In a world of faerie high court tales be an Olivia Wildenstein.
It’s no secret fairy smut is pretty popular right now. BookTok and Sara J. Maas have kicked off a reader passion for more adult oriented fairy tales, though the smut levels of the popular series vary. There’s very little in the first book of Olivia Wildenstein’s Kingdom of the Crows series.

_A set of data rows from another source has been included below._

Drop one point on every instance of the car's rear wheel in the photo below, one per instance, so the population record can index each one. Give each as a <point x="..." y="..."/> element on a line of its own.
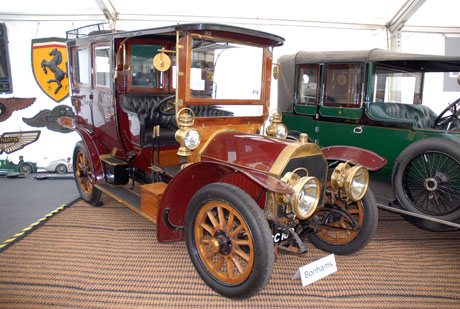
<point x="229" y="240"/>
<point x="84" y="175"/>
<point x="345" y="226"/>
<point x="61" y="169"/>
<point x="426" y="180"/>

The book focuses on Fallon, a halfling in a world where the pure blood fae caste rules with an iron hand, keeping all others in their place well below the shining island where they rule. Having taken over through two wars that subjugated all the other races, Fallon recognizes the unfairness of her world. What she doesn’t know is what to do about, especially since everyone seems to know there’s something strange about her. Tired of everyone lying to her and the constant pressure to be a good, compliant, unremarkable girl, she travels to the human island one night where a seer bids her to find and release five iron crows so she can become queen.
Convinced that this is the path to letting her finally be with her long time crush, the fae prince Dante, and incredible tired of the status quo, Fallon undertakes the journey which will change her and the world forever.
Wildenstein’s world setting is based on Italy (a nice change from all the Gaelic and English set fae worlds), but it’s her writing that makes this book truly stand out. Utterly brilliant and poetic, the setting and characters are built up artfully, nested in a complex world of friendship, secrets, and morality. Even the oppressiveness of the world is so delicately spun that the reader knows the ark, filthy underbelly is there, but it’s easy to overlook it, like Fallon does, in a quest to just survive in the world. The depths of the magic, unique chosen one angle are also present, but Fallon spends all of this book, and much of the next as a powerless woman just trying to do what she feels is right.
I highly recommend this book as a stand out from the “House of Fairy Smut” trend at the very least for the author’s prose and world building skills.